KEDIRI, JP Radar Kediri- Sepinya pengunjung di wisata Air Terjun Dolo berdampak pada pedagang makanan di sana. Mereka harus gigit jari karena penjualan saat momen libur panjang kali ini merosot tajam.
Jika pada saat momen libur para pedagang bisa mendapatkan omzet jutaan rupiah dalam sehari, di momen long weekend kali ini hanya mampu meraup Rp 300 ribu saja dalam sehari.
“Padahal ini libur panjang, omzetnya ya segitu (Rp 300 ribu, Red)," keluh Eryawati, penjual makanan di area wisata yang terletak di Dusun Besuki, Desa Jugo, Kecamatan Mojo.
Penurunan omzet ini terlihat dari pengunjung yang datang ke warungnya. Pada saat pengunjung wisata ramai, yang beli bisa berjubel. Antrenya panjang karena harus melayani ratusan orang. Berbanding terbalik dengan kondisi saat ini, dia hanya melayani 20 sampai 30 orang saja dalam sehari.
"Di sini (Air Terjun Dolo, Red) ada 14 warung. Yang 8 warung di atas. Dan sisanya di bawah. Keluhan kami sama omzet menurun drastis,” tandas perempuan yang kerak disapa Ery tersebut.
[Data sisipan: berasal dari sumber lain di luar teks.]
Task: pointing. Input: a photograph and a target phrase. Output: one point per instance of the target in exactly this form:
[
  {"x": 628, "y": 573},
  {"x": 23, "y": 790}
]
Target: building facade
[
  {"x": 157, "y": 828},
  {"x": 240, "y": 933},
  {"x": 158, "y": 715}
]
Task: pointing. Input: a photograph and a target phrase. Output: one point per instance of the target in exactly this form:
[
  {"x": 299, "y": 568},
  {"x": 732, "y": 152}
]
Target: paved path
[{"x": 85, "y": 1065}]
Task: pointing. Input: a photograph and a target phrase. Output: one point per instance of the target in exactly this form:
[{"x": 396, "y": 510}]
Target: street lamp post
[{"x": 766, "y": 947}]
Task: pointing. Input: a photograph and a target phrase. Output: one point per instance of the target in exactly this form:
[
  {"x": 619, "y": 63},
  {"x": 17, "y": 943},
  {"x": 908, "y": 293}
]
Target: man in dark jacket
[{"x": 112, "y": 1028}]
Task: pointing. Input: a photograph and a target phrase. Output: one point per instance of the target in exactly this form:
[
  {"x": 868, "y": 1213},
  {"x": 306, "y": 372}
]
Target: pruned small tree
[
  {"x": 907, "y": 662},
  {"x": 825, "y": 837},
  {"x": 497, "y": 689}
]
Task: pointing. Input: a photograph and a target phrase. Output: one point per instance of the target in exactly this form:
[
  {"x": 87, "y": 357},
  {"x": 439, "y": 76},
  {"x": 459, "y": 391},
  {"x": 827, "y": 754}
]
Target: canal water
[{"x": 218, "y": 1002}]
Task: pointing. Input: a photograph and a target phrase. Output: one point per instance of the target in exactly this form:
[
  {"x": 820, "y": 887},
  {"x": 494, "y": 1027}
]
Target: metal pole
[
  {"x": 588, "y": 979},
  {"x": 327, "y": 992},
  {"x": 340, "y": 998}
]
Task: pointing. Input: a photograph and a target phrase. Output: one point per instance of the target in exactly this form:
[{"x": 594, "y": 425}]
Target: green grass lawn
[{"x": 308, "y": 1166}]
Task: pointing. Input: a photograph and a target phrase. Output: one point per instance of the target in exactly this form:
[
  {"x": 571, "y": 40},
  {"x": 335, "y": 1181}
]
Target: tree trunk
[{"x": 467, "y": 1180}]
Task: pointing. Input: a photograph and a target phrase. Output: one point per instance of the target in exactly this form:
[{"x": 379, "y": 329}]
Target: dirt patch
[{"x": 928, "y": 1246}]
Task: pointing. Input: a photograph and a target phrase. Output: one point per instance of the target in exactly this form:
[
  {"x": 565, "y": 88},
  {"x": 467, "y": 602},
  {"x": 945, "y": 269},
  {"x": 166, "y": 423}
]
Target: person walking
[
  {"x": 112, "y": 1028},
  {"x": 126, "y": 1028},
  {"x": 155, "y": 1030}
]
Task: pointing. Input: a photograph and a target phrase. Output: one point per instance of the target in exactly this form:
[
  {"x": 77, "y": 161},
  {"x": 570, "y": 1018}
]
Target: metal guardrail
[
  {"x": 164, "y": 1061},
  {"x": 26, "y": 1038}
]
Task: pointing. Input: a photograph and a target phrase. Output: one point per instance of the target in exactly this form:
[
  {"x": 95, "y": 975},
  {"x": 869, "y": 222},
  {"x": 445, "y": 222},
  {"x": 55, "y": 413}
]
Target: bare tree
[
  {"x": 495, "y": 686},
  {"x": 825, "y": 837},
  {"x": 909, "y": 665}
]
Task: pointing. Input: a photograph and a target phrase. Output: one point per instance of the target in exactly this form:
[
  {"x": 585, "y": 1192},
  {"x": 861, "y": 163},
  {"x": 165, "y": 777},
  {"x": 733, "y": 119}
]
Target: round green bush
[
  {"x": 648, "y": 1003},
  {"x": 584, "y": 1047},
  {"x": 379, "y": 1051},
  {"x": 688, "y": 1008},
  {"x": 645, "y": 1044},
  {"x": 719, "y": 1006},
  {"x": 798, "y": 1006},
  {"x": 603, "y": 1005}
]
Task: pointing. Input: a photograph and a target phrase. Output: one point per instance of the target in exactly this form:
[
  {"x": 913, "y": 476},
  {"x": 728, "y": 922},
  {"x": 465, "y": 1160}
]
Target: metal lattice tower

Berjualan 20 tahun di sana, Ery baru sekarang merasakan sepi pengunjung saat momen libur panjang. Selain kemunculan banyak kafe menawarkan pemandangan indah sebelum ke Air Terjun Dolo juga akses menuju lokasi wisata yang juga masih banyak yang rusak. Dan ada titik yang juga rawan longsor.